Re read some of your posts. You have 3 children who are dependant on you for Love and Support. Your children need their mom to be strong and be there for them. And they grow up so quickly. Life is precious.

I could not locate your labs. Could you post them with ranges. Also saw you are on Methimozole 10 mg 2x daily. Is this correct. How long have you been on this dose? I know for me it took extra nutritional (suppliments) intake before the Methimozole did a darn thing.

Please post your labs with ranges and MMI dosage. 
Do you take the MMI at the same time every day?
Describe exactly what's going on with your eyes and what you have done so far.


----------



## Tiredofgraves (Apr 12, 2013)

As of, April here are my labs 
Tsh low <0.01 
T3 free high 6.2 range 2.3-4.2
T4 free normal 1.1 range 0.8-1.8
I take my meds everyday at the same time....never missed a dosage ....the problems with my, eyes is that they bulge out, very red, they hurt when I'm, outside, they causing me headaches...I tried eye drops that's it


----------



## Tiredofgraves (Apr 12, 2013)

I been on these meds since 2011


----------



## HotGrandma (Sep 21, 2012)

Okay. I'm not great on the labs but I think there's possibly a conversion problem. Are you on any type of hormone birth control? Others here can help with labs better than I.

According to my research and personal experience MMI has a short life 6 to 8 hours. Ask your Dr if they would be open to you dosing 3 times per day until your levels AND antibodies come into range.

Graves causes nutritional deficiences. Ask your Dr about taking Selenium 800 mg per day along with Magnesum Citrate 800 mg per day or more, Evening Primrose Oil. Have you had your Vitamin D tested and B12. Those are important too. Because of the sweats Graves patients are also deficient in Potassium prescription strength prescribed by your Dr. Are you taking a multi vitamin? The stress formulated ones loaded with B's helped me the most.

If your Dr is not open to you being in charge of your care find one that is, that can think out of the box. So to say.

The eyes for me have been the worst. On this forum do a search for Allopurinol. I have posted links and info. I swear its a miracle, put my eyes cold in 6 weeks. Make sure you use drops that do not contain preservatives or or are for eliminating red eye. "Blink" does contain a preservative but it evaporates when it comes into contact with air. "Refresh" and "Genteal" are also good. I smear vasoline around my eye lids and that helps bunches. I kept tea bags in a cup of tea in the fridge and put those on my eyes. Also Freeze grapes. They roll around on your eye lids reducing the swelling without the pain of being too cold. Andros on here says ice packs. I did that too. Find an pthomologist that's also an MD to monitor your condition. Optricians are worthless for GED unless you only need a quick pair of glasses.

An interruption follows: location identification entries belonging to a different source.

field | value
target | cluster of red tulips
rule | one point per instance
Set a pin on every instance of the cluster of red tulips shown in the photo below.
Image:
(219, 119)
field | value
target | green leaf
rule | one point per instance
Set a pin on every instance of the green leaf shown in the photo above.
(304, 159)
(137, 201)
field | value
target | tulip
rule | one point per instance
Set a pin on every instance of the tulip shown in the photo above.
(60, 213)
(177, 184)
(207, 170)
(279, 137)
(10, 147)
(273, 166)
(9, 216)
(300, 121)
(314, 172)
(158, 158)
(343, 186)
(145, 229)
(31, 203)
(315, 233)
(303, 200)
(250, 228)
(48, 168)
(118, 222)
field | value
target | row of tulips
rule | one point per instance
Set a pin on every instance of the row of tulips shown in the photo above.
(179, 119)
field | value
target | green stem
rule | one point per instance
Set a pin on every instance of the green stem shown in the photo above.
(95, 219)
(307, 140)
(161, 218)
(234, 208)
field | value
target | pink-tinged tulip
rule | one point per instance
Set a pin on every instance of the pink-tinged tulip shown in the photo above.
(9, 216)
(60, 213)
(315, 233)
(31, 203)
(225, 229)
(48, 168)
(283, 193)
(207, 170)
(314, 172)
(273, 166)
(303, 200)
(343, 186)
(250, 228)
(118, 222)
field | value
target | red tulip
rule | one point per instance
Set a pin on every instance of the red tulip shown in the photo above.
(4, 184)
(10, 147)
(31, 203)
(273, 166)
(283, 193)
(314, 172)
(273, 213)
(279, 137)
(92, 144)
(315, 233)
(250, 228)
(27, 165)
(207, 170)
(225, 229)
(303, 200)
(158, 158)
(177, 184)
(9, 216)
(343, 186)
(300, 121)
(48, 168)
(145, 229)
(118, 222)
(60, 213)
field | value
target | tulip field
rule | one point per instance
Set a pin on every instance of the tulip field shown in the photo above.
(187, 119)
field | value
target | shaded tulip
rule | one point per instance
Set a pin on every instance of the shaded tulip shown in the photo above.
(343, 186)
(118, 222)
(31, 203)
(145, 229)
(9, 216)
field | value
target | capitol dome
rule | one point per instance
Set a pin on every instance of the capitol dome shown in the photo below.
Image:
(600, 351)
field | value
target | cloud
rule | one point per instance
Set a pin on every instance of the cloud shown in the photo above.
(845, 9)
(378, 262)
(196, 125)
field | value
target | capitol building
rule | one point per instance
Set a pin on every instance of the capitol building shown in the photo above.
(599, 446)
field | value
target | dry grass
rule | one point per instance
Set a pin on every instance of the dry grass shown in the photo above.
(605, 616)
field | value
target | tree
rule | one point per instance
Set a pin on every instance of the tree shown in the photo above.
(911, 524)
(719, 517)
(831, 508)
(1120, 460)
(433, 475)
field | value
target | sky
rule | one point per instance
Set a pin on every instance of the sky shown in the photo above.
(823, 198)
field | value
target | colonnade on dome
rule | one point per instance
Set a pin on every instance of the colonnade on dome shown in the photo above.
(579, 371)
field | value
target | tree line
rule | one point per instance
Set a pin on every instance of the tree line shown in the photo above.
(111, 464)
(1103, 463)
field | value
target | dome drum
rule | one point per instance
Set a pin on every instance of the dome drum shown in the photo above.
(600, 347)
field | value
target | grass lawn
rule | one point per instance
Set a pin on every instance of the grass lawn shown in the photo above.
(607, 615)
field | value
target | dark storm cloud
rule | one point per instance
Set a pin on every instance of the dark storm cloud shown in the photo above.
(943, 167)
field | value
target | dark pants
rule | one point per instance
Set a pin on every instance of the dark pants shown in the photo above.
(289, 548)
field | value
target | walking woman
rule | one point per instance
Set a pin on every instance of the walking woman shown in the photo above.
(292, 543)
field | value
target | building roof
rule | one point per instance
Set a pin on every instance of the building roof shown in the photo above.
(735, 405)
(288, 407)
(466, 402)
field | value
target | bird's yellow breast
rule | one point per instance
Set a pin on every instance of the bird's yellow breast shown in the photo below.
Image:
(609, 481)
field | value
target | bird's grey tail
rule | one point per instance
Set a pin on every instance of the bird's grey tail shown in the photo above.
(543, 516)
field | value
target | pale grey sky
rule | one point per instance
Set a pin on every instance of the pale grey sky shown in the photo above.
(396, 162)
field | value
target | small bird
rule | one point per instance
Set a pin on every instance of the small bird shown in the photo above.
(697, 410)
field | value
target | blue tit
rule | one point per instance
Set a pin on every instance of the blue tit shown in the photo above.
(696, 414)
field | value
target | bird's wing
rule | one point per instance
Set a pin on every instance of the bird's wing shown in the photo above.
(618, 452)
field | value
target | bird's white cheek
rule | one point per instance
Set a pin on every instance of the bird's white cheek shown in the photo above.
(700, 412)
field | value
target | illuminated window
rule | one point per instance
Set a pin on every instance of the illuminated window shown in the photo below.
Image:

Phew.........so ............ I would talk to your Doc about the dose adjustments and suppliments. Find an ENT surgeon that maybe specializes in TT or that's done more than a few. Maybe a blessing in disguise that this general surgeon turned you down.


----------



## Tiredofgraves (Apr 12, 2013)

Um....I'm not on no birth control pills cause I got my tubes tided 3 years ago....I never got my b12 out any other test done......I'm going to check into that when I go back to see her on the 10......also I'm going to ask her about the meds too.....
I'm, going to try that n see if the swelling will go down in my eyes....I'm starting to think that it was a blessing that he did turn me down cause I don't think it would of worked out until my levels are under control....I don't want nothing to happen to me while going through surgery.........
Going to have,a second opinion with another surgeon that's a ENT n see what he says 
Wish me luck


----------



## StormFinch (Nov 16, 2012)

Try checking for surgeons on this site: http://www.endocrinesurgery.org/membership/findmember.html
Depending on your area, you may need to drive a bit to find someone with thyroid experience, and you definitely need someone with thyroid and/or parathyroid experience. I traveled 2.5 hours to have my surgery because I researched the closest surgeon to me from that list (chief surgeon, endocrine surgical oncology at a teaching hospital) and found out that he was very experienced with thyroidectomies.


----------



## Tiredofgraves (Apr 12, 2013)

Thank you storm finch


----------



## Lovlkn (Dec 20, 2009)

Have they ever offered you Propranolol? I would say your high FT-3 and low FT-4 on the methimizole would indicate you need some Propranolol. It lowers your FT-3.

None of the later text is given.